Developing a naive search and importing search results

Overview

Teaching: 30 min
Exercises: 20 min
Questions
  • What is the purpose of a naive search?

Objectives
  • Explain the characteristics of a good naive search and practice identifying components.

  • Work through the process of importing and deduplicating bibliographic data.

What is a naive search and how is it used?

To identify potential search terms, litsearchr extracts keywords from the results of a naive search. The goal of a naive search is to return a set of highly relevant articles to a topic, even if they may not meet all the criteria, because they will contain the best terms. A naive search should have high precision, as opposed to high recall, because if too many irrelevant articles are retrieved litsearchr will select vague keywords.

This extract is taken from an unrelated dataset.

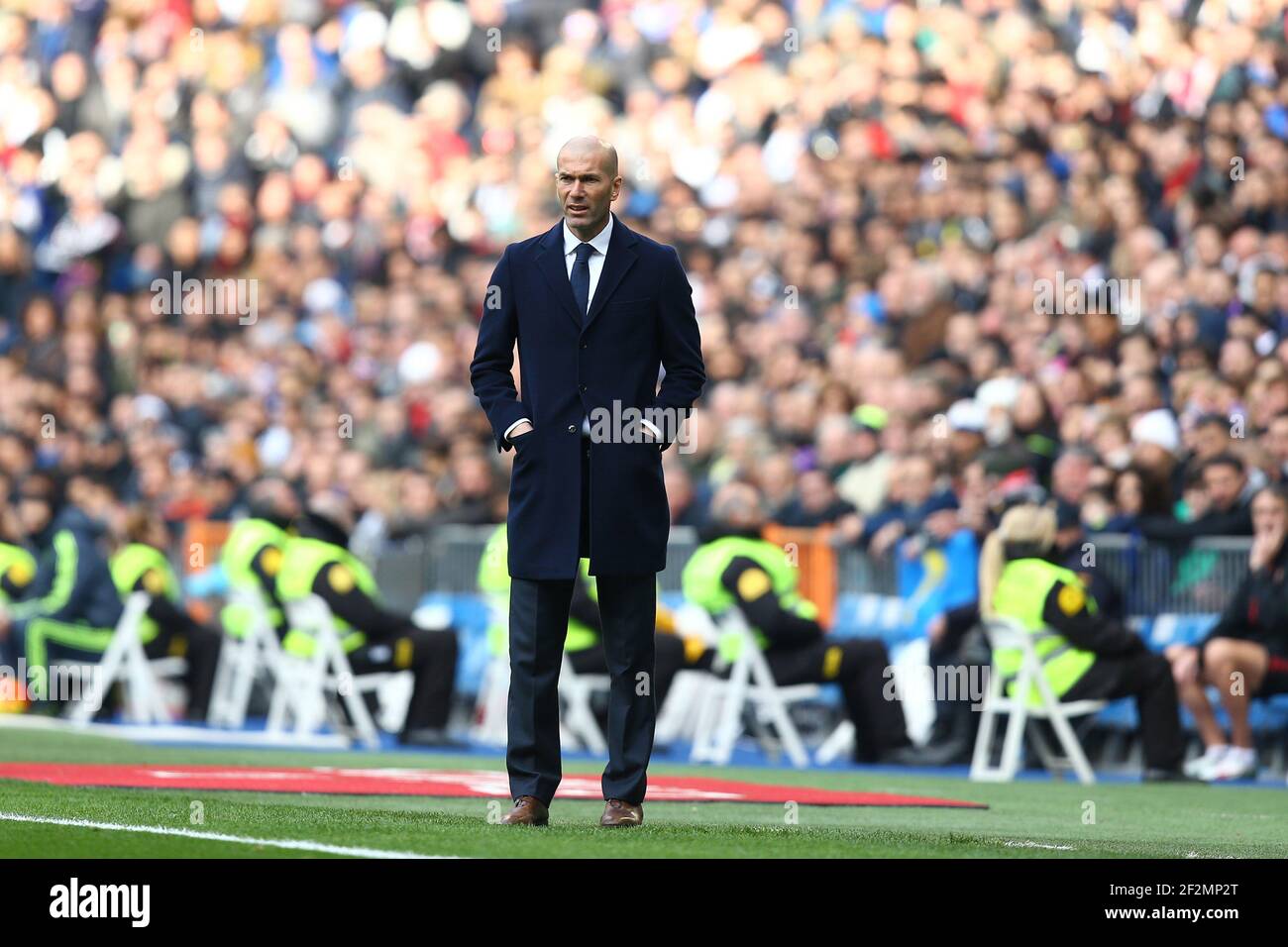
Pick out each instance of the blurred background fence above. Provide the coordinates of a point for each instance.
(1196, 579)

The reason for this is that litsearchr selects keywords based on how often they co-occur in the same article as other keywords; terms that co-occur frequently with other terms are classified as more important to the research topic since they are well-connected. If there are too many irrelevant articles in the naive search results, the terms that co-occur frequently across all the articles will be generic terms like “linear models” or “positive effect”, which clearly are not good keywords.

Coming up with a naive search is very similar to developing a search strategy with conventional methods, except without reading papers to identify terms. First, you want to identify the components of PICO (population, intervention, comparator, and outcome) for the review topic, or one of its variants, like TOPICS+M (Johnson & Hennessy 2019). Once these components or concept categories have been identified, come up with a set of the most precise terms you can think of that fit in the concept categories.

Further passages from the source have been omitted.